We extend our sincere thanks to Melissa McNeill at the University of Chicago Crime Lab for her work in developing the records matching algorithm employed in this paper. We would also like to thank Leslie Kellam, Ryang Hui Kim, Srivatsa Kothapally, Jens Ludwig, Jim Lynch, Mike Mueller-Smith, Aurelie Ouss, Greg Ridgeway, Jesse Rothstein and Greg Stoddard for helpful comments on this project. We thank Arnold Ventures for its generous support of the University of Chicago Crime Lab New York. Points of view or opinions contained within this document are those of the authors. They do not necessarily represent those of Arnold Ventures. Of course, all remaining errors are our own.

Author information

Authors and Affiliations

Authors

Corresponding author

Correspondence to Sarah Tahamont.

Additional information

Publisher's Note

Springer Nature remains neutral with regard to jurisdictional claims in published maps and institutional affiliations.

Appendices

Appendix 1: Computational Details

In this appendix we provide additional details for how statistical power can be computed under two possible states of the world: (1) in the absence of linking errors and (2) in the presence of linking errors. We use the derivations in this appendix to empirically demonstrate the effect of linking errors on statistical power in a hypothetical experiment in “Empirical Example” section of the paper.

For illustrative purposes, we will assume that a roster of individuals involved in a treatment program is being linked to arrest data to measure whether the program reduced the likelihood of arrest.

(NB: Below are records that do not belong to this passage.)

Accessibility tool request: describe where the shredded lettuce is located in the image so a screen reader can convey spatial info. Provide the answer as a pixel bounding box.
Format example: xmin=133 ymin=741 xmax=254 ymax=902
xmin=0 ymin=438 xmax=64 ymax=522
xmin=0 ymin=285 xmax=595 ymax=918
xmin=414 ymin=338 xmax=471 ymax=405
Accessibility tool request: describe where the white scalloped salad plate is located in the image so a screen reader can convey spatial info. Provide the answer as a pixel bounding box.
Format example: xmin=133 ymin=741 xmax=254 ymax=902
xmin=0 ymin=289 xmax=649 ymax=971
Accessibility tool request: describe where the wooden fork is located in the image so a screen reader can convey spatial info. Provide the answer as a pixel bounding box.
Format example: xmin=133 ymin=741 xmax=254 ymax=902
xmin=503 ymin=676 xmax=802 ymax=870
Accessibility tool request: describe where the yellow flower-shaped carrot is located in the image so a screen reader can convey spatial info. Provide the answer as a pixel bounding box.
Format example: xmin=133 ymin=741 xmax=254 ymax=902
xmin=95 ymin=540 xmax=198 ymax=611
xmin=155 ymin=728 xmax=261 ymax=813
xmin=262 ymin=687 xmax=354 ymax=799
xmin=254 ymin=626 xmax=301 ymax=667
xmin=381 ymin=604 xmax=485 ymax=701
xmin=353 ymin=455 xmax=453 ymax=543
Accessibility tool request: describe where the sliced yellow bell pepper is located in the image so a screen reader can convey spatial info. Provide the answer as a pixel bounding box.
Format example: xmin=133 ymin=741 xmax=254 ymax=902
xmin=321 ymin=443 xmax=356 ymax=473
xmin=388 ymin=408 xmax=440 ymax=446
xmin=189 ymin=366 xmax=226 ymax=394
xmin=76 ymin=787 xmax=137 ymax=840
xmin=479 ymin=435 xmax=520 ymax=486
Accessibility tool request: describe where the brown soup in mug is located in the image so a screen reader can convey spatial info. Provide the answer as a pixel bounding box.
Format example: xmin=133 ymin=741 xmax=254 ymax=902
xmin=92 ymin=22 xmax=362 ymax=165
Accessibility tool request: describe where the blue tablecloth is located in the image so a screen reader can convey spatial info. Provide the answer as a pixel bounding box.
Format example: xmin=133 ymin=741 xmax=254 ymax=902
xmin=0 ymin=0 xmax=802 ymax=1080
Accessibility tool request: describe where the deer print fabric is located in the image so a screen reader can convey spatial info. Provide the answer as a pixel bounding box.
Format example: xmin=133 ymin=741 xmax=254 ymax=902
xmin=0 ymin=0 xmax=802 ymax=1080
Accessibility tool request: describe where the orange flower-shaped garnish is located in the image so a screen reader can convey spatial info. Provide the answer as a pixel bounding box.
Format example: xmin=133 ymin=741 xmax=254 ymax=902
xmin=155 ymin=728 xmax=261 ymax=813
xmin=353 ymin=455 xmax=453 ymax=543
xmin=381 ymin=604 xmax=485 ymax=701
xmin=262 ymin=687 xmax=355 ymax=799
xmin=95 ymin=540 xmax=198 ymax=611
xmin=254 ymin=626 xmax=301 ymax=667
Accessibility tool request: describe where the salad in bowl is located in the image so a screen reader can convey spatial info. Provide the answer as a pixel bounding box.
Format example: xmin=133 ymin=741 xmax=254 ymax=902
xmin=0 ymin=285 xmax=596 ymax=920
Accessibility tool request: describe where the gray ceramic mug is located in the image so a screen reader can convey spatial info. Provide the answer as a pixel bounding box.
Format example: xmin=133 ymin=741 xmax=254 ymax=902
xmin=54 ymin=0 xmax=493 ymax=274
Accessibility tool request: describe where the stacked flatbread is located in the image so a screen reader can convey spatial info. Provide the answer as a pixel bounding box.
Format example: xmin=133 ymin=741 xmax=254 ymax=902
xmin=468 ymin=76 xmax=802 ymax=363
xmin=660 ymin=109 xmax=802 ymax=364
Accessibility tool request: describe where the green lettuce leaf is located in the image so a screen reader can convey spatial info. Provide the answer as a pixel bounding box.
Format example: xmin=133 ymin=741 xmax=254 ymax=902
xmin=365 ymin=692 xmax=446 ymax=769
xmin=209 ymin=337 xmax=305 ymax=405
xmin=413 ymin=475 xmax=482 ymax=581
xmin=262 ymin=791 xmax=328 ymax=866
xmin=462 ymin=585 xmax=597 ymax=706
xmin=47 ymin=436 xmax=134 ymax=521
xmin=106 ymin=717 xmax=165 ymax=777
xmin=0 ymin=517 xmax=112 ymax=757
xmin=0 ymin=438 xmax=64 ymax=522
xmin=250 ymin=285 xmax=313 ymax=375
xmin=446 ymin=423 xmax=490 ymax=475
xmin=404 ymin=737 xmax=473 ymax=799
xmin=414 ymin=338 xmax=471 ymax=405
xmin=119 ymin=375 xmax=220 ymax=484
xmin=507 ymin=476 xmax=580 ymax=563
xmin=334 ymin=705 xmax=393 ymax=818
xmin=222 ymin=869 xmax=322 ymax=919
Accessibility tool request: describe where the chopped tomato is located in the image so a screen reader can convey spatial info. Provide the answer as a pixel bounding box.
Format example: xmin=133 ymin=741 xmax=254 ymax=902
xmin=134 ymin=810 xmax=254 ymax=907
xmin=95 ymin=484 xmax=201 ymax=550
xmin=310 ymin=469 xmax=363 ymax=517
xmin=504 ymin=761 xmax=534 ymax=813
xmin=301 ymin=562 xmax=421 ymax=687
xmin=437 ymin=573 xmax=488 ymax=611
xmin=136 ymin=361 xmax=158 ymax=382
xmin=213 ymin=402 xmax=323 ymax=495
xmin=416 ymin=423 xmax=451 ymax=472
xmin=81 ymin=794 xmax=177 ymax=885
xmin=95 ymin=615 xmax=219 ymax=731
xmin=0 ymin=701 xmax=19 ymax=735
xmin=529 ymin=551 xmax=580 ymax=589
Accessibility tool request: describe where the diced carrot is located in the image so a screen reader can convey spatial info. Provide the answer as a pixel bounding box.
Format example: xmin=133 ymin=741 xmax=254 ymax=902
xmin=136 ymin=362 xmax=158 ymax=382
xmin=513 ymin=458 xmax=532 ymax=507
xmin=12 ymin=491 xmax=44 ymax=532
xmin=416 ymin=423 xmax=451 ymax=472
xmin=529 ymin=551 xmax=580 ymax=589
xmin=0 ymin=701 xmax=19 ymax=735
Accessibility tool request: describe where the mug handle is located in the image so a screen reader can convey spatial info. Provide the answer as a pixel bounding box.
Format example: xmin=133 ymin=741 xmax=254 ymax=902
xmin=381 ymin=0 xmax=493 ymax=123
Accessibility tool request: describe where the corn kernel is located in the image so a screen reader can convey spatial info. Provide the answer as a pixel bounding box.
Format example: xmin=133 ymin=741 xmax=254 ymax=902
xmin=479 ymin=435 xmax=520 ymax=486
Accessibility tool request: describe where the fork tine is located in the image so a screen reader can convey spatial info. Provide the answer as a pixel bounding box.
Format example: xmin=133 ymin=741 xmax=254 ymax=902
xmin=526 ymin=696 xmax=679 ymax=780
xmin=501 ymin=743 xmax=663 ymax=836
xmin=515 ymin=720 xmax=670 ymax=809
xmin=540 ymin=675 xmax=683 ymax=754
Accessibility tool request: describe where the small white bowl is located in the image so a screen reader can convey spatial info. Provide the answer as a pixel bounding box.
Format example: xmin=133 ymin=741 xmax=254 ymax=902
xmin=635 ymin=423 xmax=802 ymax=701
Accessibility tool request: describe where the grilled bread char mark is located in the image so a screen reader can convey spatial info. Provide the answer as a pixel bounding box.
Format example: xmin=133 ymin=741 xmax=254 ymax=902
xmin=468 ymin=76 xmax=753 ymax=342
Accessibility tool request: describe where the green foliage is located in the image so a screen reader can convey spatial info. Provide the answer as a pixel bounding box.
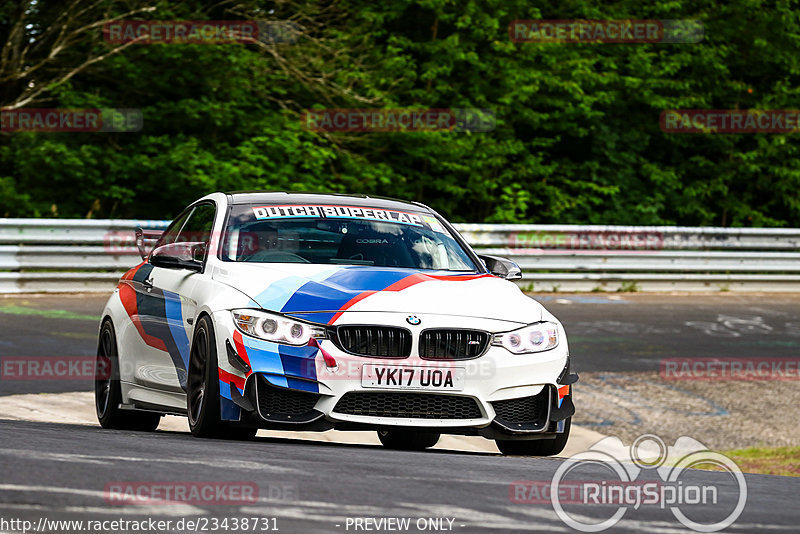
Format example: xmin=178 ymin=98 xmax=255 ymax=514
xmin=0 ymin=0 xmax=800 ymax=226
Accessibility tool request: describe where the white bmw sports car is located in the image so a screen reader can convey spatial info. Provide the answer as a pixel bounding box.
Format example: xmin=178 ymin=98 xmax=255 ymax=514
xmin=95 ymin=192 xmax=578 ymax=456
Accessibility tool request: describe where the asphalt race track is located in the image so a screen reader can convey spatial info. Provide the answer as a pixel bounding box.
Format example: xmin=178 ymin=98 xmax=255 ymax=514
xmin=0 ymin=294 xmax=800 ymax=533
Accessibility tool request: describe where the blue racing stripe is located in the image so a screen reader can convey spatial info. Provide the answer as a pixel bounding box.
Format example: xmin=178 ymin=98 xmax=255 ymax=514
xmin=281 ymin=267 xmax=416 ymax=319
xmin=164 ymin=291 xmax=189 ymax=369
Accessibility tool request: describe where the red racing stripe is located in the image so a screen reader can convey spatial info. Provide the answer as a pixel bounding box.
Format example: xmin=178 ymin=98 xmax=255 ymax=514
xmin=233 ymin=330 xmax=253 ymax=376
xmin=119 ymin=281 xmax=169 ymax=352
xmin=328 ymin=273 xmax=492 ymax=324
xmin=218 ymin=369 xmax=245 ymax=391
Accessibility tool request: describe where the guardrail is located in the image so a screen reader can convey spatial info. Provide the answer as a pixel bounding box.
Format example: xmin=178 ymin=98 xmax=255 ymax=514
xmin=0 ymin=219 xmax=800 ymax=293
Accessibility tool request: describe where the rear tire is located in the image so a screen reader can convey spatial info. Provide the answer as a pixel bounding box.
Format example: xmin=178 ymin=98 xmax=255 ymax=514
xmin=186 ymin=316 xmax=258 ymax=440
xmin=495 ymin=417 xmax=572 ymax=456
xmin=94 ymin=319 xmax=161 ymax=432
xmin=378 ymin=430 xmax=440 ymax=451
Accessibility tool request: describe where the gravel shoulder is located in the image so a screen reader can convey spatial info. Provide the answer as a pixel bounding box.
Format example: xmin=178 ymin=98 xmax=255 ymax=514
xmin=574 ymin=372 xmax=800 ymax=450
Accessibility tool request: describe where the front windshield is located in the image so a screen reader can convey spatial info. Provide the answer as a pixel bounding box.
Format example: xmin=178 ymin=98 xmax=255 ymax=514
xmin=221 ymin=204 xmax=476 ymax=272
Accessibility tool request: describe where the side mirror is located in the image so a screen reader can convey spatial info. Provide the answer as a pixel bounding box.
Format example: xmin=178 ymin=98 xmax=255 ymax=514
xmin=150 ymin=242 xmax=206 ymax=273
xmin=478 ymin=256 xmax=522 ymax=280
xmin=136 ymin=228 xmax=163 ymax=260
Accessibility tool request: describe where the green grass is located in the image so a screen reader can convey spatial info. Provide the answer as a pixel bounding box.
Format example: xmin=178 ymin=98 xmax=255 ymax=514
xmin=0 ymin=304 xmax=100 ymax=321
xmin=723 ymin=447 xmax=800 ymax=477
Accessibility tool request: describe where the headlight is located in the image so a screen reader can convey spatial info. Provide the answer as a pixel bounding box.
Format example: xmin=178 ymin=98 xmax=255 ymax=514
xmin=231 ymin=310 xmax=326 ymax=346
xmin=492 ymin=322 xmax=558 ymax=354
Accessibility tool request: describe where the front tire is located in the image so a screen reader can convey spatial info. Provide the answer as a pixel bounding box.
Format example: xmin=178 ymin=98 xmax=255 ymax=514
xmin=94 ymin=319 xmax=161 ymax=432
xmin=378 ymin=430 xmax=440 ymax=451
xmin=186 ymin=316 xmax=257 ymax=440
xmin=495 ymin=417 xmax=572 ymax=456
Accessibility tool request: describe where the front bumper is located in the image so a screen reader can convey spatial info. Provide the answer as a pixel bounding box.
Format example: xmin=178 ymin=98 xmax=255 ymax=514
xmin=215 ymin=313 xmax=577 ymax=439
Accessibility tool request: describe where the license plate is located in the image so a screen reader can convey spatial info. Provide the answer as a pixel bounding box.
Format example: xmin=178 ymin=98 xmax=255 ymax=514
xmin=361 ymin=364 xmax=466 ymax=391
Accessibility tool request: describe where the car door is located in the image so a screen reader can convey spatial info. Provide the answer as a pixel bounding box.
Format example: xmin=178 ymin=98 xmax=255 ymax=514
xmin=137 ymin=201 xmax=216 ymax=400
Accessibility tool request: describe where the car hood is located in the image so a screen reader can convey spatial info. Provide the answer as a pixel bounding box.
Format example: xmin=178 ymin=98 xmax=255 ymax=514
xmin=213 ymin=263 xmax=543 ymax=324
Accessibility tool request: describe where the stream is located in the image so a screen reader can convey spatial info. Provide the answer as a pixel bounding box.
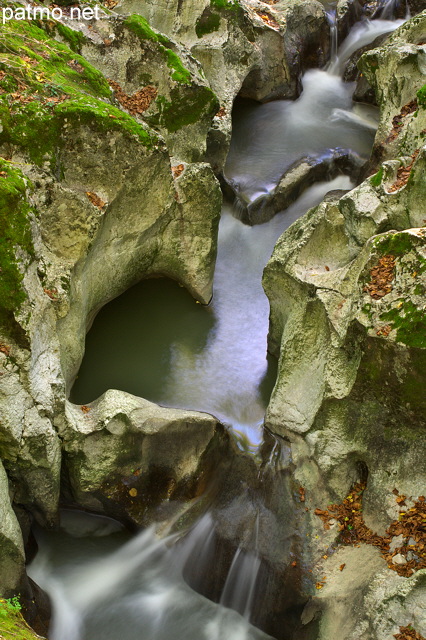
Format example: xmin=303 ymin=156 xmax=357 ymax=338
xmin=28 ymin=7 xmax=402 ymax=640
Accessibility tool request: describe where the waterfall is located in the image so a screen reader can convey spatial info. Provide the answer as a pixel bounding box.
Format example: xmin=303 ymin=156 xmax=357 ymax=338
xmin=28 ymin=0 xmax=408 ymax=640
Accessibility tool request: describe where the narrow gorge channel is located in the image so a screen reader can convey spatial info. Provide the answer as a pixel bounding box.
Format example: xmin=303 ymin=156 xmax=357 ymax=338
xmin=28 ymin=8 xmax=403 ymax=640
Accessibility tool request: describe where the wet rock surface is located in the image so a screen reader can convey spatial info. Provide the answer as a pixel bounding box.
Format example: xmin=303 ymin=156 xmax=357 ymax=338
xmin=264 ymin=14 xmax=426 ymax=639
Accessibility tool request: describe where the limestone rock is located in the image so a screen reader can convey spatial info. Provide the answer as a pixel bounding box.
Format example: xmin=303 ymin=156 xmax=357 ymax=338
xmin=61 ymin=390 xmax=224 ymax=526
xmin=263 ymin=13 xmax=426 ymax=640
xmin=0 ymin=462 xmax=25 ymax=597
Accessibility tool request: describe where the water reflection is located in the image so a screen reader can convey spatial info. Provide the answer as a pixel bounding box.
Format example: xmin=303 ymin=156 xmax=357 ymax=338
xmin=71 ymin=176 xmax=353 ymax=450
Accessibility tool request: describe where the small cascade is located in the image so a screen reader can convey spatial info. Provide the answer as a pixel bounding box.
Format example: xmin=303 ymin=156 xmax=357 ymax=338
xmin=35 ymin=0 xmax=412 ymax=640
xmin=220 ymin=536 xmax=260 ymax=621
xmin=328 ymin=15 xmax=404 ymax=77
xmin=326 ymin=7 xmax=338 ymax=62
xmin=28 ymin=513 xmax=269 ymax=640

Additionally, we will assume a record-linkage algorithm was run on the arrest data and that there existed a unique identifier allowing us to measure when predicted links between two records represented true and false matches and when predicted non-links represtented true and false non-matches.

We motivate the derivation by introducing a framework—a confusion matrix—that governs the incidence of linking errors in the arrest. Each row of the confusion matrix represents the incidence of an actual class (true non-match and true match) while each column represents the instances in a predicted class (predicted non-link and predicted link). The matrix thus allows us to understand the extent to which the algorithm is successful in classifying that two records belong to the same person.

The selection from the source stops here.